4. The fourth ordinance clarifies the filling of vacancy in the elective office of the finance director in section 6.07 Vacancy. Whenever the office of finance director becomes vacant for any reason, the mayor shall appoint a replacement with confirmation of council. The appointee shall serve the remainder of the unexpired term or until a successor is elected. The residency requirement could be waived.
5. The fifth ordinance provides for uniform term limits for all elected officials in section 21.08 Term Limits for Elected Officials. No elected official shall serve more than four full two-year elected terms or two full four-year elected terms, or any combination of the two that would exceed eight full term years excluding appointed terms and/or filling a vacancy in the same elected office or be elected to more than four consecutive two-year elected terms, or two consecutive four-year terms, or any combination of the two that would exceed eight full term years in the same elected office for the offices of mayor, finance director, law director, and city council, ward and/or at-large. For the purpose of this section, the offices of ward councilperson and at-large councilperson shall be considered the same public office. Any elected person disqualified from holding public office due to the aforementioned term limitation shall become eligible to hold the same public office upon the expiration of four years.

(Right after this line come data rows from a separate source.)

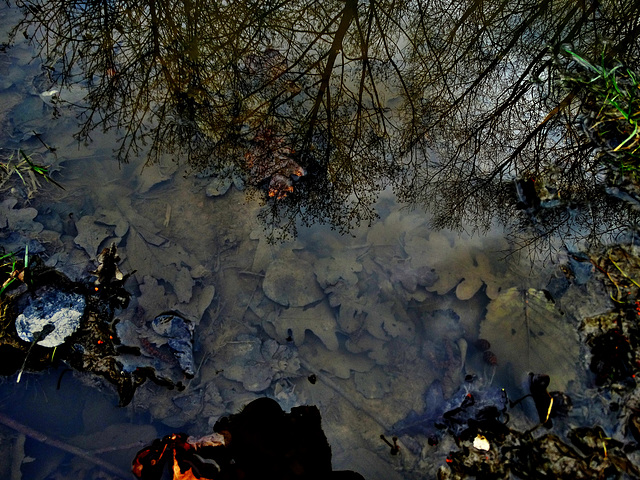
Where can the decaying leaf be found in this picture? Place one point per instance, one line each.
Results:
(295, 322)
(339, 363)
(256, 363)
(291, 283)
(459, 266)
(341, 265)
(528, 331)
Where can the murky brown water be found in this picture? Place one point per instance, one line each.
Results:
(384, 317)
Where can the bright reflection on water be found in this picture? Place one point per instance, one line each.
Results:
(387, 319)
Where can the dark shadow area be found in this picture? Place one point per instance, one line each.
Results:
(318, 106)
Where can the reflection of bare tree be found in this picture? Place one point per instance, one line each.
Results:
(444, 101)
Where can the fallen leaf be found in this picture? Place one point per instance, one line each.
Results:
(319, 319)
(291, 283)
(526, 330)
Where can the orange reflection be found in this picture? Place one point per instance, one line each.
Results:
(188, 475)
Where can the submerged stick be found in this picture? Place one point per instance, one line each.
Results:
(59, 444)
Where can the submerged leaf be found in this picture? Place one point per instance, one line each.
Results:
(291, 283)
(528, 331)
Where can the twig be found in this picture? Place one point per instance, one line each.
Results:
(59, 444)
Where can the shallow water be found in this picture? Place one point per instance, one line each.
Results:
(387, 317)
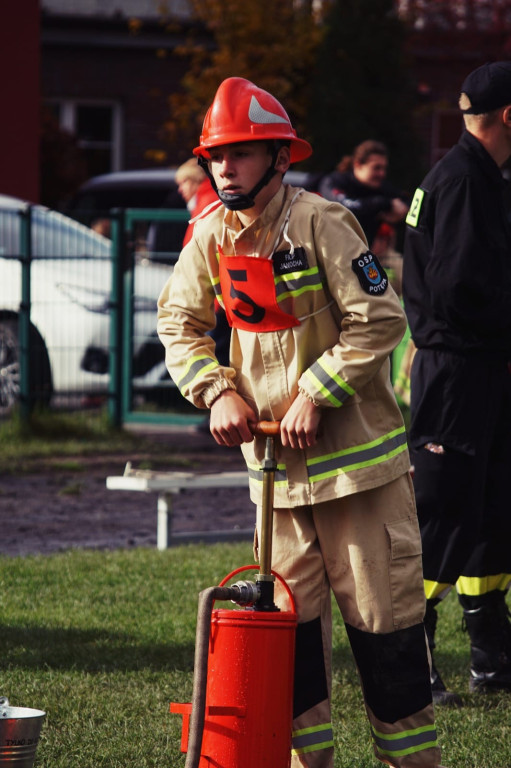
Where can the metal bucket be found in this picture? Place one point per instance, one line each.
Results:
(19, 734)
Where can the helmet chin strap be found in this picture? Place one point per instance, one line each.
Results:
(240, 201)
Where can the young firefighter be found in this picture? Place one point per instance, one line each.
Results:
(313, 323)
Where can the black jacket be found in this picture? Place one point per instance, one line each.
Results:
(457, 257)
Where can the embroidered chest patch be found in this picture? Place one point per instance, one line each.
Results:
(370, 273)
(285, 261)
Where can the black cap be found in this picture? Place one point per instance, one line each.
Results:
(486, 88)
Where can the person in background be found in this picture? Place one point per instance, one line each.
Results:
(314, 321)
(196, 190)
(360, 184)
(457, 294)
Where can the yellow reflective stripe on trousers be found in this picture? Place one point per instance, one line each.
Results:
(195, 367)
(434, 589)
(329, 383)
(312, 739)
(481, 585)
(405, 742)
(358, 457)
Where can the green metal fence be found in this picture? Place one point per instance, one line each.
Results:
(78, 313)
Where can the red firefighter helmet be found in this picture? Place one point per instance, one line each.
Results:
(243, 112)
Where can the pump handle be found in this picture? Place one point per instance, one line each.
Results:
(268, 428)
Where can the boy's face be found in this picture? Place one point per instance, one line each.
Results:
(237, 168)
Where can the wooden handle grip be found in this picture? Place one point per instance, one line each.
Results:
(268, 428)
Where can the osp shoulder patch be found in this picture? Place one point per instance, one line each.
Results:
(370, 273)
(412, 218)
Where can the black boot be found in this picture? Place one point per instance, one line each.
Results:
(490, 643)
(440, 693)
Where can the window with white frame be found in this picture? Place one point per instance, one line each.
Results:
(97, 127)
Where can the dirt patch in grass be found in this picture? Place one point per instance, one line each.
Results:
(58, 504)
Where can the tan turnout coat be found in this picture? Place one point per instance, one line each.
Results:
(338, 354)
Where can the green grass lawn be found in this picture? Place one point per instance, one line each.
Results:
(104, 641)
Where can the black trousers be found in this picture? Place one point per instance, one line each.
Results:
(463, 493)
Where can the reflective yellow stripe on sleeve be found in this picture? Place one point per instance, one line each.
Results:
(328, 383)
(195, 367)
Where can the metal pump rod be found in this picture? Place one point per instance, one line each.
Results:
(264, 579)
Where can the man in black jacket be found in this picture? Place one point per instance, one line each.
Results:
(457, 292)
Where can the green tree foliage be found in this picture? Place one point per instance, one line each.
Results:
(362, 89)
(272, 44)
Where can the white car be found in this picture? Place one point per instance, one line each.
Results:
(71, 279)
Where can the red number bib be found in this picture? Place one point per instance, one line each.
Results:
(248, 291)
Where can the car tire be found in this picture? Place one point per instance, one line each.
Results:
(40, 371)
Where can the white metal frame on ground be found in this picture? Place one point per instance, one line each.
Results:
(168, 484)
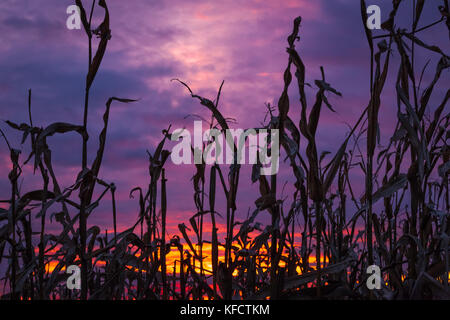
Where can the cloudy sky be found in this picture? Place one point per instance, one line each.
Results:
(200, 42)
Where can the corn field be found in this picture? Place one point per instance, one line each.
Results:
(322, 235)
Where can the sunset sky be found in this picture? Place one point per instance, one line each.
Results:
(202, 43)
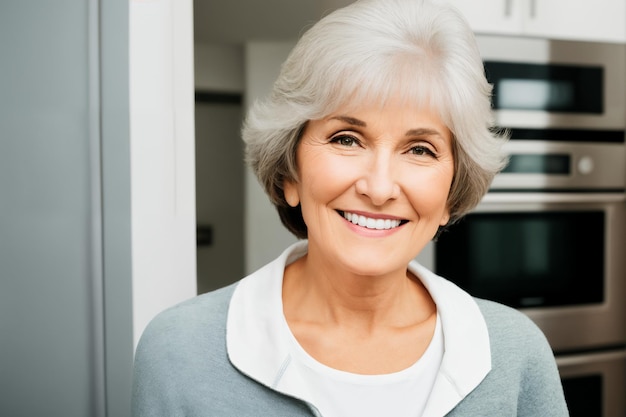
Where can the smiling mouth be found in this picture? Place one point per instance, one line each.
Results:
(370, 223)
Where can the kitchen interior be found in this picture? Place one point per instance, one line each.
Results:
(98, 214)
(548, 238)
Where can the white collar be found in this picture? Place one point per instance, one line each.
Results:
(257, 345)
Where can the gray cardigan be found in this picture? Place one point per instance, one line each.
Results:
(182, 369)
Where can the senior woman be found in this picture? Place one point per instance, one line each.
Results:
(377, 134)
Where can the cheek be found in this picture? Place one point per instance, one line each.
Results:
(324, 178)
(429, 191)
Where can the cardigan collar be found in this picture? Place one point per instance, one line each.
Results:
(259, 347)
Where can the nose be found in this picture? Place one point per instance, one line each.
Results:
(379, 180)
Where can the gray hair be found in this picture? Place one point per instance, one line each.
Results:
(370, 51)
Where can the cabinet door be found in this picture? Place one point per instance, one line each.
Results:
(493, 16)
(587, 20)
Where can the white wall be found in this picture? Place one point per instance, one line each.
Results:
(162, 157)
(265, 236)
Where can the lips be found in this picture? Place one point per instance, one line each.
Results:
(372, 223)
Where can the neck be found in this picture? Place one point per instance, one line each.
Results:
(315, 292)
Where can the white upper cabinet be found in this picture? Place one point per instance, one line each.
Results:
(585, 20)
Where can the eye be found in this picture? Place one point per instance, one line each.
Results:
(421, 150)
(345, 140)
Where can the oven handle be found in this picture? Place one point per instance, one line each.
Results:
(526, 197)
(584, 359)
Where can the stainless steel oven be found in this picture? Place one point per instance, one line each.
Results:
(559, 257)
(549, 238)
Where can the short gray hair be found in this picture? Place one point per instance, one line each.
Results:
(420, 50)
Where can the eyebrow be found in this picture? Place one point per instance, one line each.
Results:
(350, 120)
(411, 132)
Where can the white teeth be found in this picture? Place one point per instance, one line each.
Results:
(379, 224)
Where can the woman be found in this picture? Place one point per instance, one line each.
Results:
(376, 136)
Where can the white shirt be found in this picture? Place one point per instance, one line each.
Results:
(258, 346)
(343, 394)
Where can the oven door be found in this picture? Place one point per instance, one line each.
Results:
(594, 383)
(558, 257)
(541, 83)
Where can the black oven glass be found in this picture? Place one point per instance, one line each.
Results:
(583, 395)
(526, 259)
(546, 87)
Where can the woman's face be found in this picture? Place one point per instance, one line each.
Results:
(373, 185)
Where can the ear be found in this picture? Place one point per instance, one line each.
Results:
(291, 193)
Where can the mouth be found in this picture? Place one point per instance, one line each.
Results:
(371, 223)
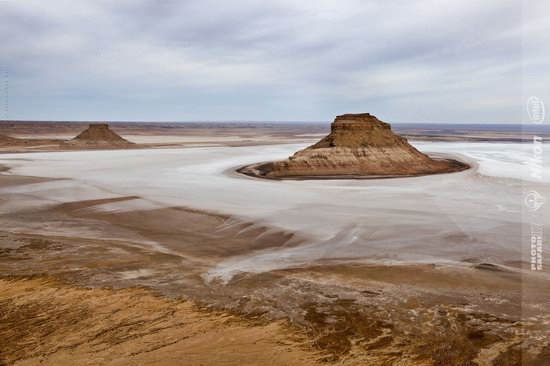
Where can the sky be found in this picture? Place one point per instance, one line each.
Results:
(445, 61)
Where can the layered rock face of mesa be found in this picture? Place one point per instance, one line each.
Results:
(359, 145)
(100, 134)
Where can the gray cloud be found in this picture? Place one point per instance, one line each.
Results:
(423, 61)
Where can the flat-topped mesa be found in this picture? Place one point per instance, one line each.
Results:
(358, 146)
(100, 133)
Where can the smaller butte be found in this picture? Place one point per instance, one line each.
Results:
(358, 146)
(99, 134)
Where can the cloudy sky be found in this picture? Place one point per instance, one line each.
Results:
(273, 60)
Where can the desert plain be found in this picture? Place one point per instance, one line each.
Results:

6. The sixth ordinance clarifies the filing of vacancy in the elective office of the mayor in the city of Stow in charter section 3.07 Vacancy – Mayor. Whenever the office of mayor becomes vacant for any reason, the members of city council shall elect any Stow resident who meets the charter’s qualifications to serve as mayor for the remainder of the unexpired term or until a successor is elected.
7. The seventh ordinance staggers the term of council members in section 4.02 Composition and Term. Council shall be composed of seven members. One member shall be elected by the electors of each of the four wards herein provided, and three members shall be elected by the electors of the municipality at large.
Commencing with the regular municipal election in November 2021, and continuing thereafter, each council-at-large councilperson shall be elected for a term of four years, which term shall commence on Jan. 2 next following his or her election, and he or she shall hold office until his /her successor is elected and qualified.
Commencing with the regular municipal election in November 2021, each Ward councilperson shall be elected for a term of two years for one term of office, which shall commence on Jan. 2 next following his /her election, and he/she shall hold office until his/her successor is elected and qualified.
Commencing with the regular municipal election in November 2023, Ward councilpersons shall then be elected to a four-year term, continuing thereafter which shall commence on Jan. 2 next following his/her election, and he/she shall hold office until his/her successor is elected and qualified.
8. The eighth ordinance clarifies the date, time and location requirements for regular council meetings in charter section 4.08 Regular Meetings. On the first regular working day of January of each year, council shall convene and organize by electing one of their members as president and one of their members as vice president. The mayor, or one appointed by the mayor, shall preside as temporary chairperson only until the president of council is elected.
9. The ninth ordinance clarifies the date, time and location requirements for special council meetings in Charter Section 4.09 Special Meetings. It deletes the limit of six special meetings in a calendar year and adds a location so that somewhere other than the council chambers can be used for a meeting.